ÉTYMOL. ET HIST. − 1223 « couvrir d'une couche d'argent » (G. de Coincy, Mir. Vierge, ms. Soiss., f°25 bds Gdf. Compl. : Voir vous dirai des prelaz d'ore, Qui les mains leur argente et dore) ; d'où av. 1544 part. passé adj. fig. « qui rappelle l'éclat ou la blancheur de l'argent » (Marot, t. IV, p. 84 ds Littré : [Le corbeau] Estoit jadis si blanc et argenté Qu'egal estoit aux colombelles coyes). Dér. de argent* étymol. 1; dés. -er.

  • ARGENT, subst. masc.

ÉTYMOL. ET HIST. − 1. 881-82 « métal blanc, brillant, dont on se sert pour fabriquer des monnaies, de la vaisselle, des bijoux, etc. » (Eulalie, éd. A. Henry, Chrestomathie de l'a. fr., 7 : Ne por or ned argent ne paramenz) ; d'où 1678-79 fig. « couleur d'argent » (La Fontaine, Fables, XI, 6 ds Littré : Le temps, qui toujours marche, avait pendant deux nuits Échancré selon l'ordinaire De l'astre au front d'argent la face circulaire) ; p. anal. 1271 vif argent « mercure » (E. Boileau, Métiers, éd. G.-B. Depping, 183 ds T.-L. : de quoi qu'il [li dé] soient ploumez, soit de vif argent ou de plons), ,,vieilli`` à partir de DG.
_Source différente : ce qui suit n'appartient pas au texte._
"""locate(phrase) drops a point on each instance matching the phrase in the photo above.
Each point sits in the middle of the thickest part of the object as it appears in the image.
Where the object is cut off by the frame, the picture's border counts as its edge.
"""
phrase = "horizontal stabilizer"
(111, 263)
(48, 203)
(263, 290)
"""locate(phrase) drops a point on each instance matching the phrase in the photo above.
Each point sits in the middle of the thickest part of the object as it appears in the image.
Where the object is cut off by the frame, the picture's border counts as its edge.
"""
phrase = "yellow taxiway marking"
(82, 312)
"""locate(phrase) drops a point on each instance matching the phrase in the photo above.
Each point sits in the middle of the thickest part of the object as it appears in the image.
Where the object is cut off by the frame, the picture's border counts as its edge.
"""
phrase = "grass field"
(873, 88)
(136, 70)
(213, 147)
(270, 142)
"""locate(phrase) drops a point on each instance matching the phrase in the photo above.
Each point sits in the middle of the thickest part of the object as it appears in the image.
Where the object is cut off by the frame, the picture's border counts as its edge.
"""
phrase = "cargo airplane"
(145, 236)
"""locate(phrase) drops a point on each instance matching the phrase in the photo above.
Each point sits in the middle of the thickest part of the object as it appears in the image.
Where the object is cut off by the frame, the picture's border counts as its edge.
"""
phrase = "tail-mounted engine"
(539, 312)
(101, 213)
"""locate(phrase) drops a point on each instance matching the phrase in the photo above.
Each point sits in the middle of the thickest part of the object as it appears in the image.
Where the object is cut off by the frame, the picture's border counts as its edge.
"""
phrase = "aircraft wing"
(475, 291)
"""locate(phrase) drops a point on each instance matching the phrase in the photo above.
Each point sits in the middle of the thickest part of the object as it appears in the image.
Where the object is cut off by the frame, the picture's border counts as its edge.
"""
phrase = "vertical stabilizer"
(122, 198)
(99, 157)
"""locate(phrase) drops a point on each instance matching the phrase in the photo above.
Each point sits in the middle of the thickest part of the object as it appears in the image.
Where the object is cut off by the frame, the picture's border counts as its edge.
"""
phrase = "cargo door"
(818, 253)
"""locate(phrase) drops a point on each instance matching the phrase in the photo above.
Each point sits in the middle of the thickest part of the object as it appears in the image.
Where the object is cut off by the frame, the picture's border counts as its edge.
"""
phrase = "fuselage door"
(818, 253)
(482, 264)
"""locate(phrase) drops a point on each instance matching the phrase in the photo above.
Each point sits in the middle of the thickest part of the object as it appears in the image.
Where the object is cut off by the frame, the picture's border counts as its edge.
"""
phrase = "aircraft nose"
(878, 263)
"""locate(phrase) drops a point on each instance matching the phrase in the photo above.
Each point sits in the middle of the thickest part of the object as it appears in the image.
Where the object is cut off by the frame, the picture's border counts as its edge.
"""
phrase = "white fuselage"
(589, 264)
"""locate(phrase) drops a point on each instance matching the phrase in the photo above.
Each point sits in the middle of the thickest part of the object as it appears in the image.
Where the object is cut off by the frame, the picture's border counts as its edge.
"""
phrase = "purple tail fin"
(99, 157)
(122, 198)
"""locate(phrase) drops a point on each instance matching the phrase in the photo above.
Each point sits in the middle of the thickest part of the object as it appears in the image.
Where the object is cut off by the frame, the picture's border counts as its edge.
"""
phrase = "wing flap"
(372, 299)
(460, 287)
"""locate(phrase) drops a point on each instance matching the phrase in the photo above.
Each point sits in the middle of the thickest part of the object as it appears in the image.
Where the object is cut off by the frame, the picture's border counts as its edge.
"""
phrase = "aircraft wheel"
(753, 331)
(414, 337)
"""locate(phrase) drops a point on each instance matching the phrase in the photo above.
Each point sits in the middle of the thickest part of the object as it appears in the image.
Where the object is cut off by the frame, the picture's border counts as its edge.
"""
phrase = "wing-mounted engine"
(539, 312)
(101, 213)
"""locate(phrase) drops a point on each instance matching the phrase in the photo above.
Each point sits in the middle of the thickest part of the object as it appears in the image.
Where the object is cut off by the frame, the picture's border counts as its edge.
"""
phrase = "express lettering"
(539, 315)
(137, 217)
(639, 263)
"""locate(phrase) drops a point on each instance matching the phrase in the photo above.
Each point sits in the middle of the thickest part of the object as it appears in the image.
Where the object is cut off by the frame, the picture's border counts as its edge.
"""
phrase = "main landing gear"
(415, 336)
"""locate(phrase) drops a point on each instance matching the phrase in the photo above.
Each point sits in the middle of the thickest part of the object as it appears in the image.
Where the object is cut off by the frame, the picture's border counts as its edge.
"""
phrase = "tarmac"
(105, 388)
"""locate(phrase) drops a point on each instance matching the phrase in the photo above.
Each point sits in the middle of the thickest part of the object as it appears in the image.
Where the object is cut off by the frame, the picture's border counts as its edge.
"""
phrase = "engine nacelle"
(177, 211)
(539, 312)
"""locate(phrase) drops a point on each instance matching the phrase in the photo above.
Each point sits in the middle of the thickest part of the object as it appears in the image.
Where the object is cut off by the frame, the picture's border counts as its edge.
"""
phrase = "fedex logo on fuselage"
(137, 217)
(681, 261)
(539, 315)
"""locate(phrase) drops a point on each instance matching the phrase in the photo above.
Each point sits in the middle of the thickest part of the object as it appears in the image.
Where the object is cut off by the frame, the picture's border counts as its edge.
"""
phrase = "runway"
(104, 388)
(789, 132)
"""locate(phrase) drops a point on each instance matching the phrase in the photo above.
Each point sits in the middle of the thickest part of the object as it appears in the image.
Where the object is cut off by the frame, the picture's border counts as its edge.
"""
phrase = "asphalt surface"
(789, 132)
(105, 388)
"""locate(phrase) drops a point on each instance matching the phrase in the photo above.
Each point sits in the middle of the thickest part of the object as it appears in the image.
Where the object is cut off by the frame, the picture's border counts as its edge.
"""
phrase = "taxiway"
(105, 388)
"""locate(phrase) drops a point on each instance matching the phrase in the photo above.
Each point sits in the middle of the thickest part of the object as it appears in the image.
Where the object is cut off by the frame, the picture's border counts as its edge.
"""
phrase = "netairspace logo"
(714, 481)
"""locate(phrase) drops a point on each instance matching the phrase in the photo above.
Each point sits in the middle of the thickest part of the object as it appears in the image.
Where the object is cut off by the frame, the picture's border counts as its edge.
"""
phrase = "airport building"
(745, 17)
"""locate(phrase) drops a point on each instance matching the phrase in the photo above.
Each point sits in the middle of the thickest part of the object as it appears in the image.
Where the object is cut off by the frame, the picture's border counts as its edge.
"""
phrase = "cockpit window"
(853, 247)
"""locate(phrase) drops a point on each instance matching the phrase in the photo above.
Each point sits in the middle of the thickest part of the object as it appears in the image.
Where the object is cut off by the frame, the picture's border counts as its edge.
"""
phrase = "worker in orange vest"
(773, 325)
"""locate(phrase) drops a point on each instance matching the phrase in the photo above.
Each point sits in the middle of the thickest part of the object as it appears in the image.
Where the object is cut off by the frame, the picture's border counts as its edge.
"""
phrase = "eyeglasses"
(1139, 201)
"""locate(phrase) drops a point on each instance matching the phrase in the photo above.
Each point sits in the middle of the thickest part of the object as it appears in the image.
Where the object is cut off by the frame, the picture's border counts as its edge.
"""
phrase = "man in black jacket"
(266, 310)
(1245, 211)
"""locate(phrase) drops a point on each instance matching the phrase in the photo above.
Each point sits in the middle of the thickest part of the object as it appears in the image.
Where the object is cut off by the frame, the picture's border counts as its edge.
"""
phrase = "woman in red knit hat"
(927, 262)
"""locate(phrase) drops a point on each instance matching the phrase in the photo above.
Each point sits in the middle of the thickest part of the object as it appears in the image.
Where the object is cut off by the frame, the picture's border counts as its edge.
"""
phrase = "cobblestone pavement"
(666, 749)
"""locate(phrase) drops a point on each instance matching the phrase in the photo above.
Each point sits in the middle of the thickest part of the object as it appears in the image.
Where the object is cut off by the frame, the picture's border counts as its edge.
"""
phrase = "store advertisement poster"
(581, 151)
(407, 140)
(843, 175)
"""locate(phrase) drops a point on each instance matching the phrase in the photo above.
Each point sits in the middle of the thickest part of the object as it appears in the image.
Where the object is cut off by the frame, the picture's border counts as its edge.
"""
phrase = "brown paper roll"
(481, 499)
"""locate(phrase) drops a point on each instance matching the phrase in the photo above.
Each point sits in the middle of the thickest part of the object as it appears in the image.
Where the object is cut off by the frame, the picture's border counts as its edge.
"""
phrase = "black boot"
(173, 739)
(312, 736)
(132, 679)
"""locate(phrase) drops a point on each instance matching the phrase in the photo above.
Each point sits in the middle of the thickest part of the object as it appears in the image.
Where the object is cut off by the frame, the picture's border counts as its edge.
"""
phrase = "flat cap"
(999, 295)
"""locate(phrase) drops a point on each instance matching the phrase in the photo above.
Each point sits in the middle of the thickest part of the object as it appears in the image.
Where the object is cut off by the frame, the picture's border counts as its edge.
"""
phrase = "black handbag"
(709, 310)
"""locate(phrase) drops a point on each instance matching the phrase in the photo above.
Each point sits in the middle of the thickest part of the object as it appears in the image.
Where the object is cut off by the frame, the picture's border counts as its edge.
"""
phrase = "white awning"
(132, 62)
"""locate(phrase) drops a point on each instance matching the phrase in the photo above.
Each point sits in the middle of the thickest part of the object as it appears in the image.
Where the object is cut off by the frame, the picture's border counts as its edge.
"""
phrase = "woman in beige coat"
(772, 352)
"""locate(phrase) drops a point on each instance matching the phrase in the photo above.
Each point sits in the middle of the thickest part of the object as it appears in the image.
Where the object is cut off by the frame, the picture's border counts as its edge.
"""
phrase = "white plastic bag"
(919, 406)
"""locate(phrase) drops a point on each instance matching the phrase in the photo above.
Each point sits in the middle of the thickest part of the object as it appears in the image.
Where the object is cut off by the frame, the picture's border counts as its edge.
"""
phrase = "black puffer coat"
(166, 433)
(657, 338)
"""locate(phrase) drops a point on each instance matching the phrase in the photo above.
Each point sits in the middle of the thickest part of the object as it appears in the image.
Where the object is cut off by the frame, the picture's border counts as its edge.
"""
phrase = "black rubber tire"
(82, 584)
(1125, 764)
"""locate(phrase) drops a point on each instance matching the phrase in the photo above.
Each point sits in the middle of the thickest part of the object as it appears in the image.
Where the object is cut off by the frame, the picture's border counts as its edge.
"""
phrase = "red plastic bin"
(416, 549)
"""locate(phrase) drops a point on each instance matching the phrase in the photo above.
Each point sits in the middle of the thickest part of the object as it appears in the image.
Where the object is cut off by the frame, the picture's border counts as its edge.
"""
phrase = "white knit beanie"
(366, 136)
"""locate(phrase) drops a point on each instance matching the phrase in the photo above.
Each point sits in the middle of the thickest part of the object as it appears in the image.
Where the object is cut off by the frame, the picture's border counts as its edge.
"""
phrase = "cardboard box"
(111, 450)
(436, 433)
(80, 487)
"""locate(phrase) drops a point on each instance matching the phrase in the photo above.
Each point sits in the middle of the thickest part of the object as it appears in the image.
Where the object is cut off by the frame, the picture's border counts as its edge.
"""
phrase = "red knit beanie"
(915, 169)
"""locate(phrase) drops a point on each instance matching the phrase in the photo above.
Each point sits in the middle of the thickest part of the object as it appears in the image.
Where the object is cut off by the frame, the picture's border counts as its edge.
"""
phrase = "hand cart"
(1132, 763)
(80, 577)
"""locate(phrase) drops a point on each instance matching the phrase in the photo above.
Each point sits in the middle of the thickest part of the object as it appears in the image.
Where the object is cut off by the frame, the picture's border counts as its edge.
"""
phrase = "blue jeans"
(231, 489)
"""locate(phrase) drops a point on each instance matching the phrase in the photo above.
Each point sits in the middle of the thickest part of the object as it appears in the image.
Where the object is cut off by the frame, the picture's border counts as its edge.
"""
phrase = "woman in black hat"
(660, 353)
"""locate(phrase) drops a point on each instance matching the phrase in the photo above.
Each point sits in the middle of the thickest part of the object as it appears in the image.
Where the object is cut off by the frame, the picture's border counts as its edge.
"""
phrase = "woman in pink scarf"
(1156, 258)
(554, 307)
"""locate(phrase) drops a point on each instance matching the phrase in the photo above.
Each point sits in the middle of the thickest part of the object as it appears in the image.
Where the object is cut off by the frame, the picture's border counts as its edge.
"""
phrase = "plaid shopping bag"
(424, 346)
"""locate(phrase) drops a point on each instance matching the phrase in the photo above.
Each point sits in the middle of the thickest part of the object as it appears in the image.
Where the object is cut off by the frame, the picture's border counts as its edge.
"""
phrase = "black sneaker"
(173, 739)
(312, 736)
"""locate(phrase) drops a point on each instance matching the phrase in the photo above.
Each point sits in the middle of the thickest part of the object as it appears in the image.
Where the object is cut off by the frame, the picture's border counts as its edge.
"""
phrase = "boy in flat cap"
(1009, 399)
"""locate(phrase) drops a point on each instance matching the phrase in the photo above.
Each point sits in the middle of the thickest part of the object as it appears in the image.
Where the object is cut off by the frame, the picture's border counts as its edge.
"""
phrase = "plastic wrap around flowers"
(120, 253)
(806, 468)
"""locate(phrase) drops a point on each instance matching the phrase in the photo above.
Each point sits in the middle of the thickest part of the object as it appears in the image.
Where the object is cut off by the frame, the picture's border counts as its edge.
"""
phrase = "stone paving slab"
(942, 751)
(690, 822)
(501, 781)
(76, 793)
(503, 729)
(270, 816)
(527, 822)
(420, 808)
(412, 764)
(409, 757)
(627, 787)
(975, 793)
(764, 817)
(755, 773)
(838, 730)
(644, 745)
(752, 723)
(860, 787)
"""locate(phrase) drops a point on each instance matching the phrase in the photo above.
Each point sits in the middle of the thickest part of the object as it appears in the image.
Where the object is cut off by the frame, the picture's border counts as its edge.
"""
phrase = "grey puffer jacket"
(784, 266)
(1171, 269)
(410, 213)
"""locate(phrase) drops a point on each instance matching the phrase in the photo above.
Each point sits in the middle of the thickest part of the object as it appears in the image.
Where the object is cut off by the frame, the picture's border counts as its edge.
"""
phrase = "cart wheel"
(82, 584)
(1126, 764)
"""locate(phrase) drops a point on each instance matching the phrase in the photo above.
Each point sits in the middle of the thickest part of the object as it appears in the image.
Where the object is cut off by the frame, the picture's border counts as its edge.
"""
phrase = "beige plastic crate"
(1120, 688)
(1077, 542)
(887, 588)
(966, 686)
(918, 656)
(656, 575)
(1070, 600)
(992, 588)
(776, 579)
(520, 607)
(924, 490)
Lire également les définitions de argenté et argent pour amorcer la réflexion symbolique.




Symbolisme onirique :


Selon Georges Romey, auteur du Dictionnaire de la Symbolique, le vocabulaire fondamental des rêves, Tome 1 : couleurs, minéraux, métaux, végétaux, animaux (Albin Michel, 1995),


"Les scènes oniriques dans lesquelles scintillent les teintes argentées semblent drapées dans la couleur de l'insaisissable : L'interprétation de la couleur argent se heurte aux mêmes difficultés que celles qu'on rencontre dans la recherche du sens de l'argent-métal. Ces rêves, dans lesquels se jouent de subtiles métamorphoses du psychisme, paraissent inspirés par le mystérieux Mercurius, l'agent transformant de l'œuvre alchimique. La teinte argentée, avant d'être une couleur, est une brillance et, plus encore, un reflet. La lumière d'argent est toujours une lumière oniriquement réfléchie.

La plupart des auteurs qui ont traité du symbolisme ont évité d'analyser cette image. Ils ont concentré leurs observations sur l'argent-métal ou sur le blanc lumineux, trop facilement assimilé à la couleur argentée. Celle-là, si rebelle qu'elle soit aux investigations, offre pourtant aux projections symboliques un champ tout à fait spécifique. L'imaginaire, dans 80% des situations, expose la nuance argentée à partir de supports qui la distancient nettement de l'argent-métal. Un reflet d'argent jouant sur les vagues de la mer, un décor recouvert de papier argenté, un revêtement d'aluminium, un rayon de lune, les poissons argentés sont parmi les évocations les plus nombreuses.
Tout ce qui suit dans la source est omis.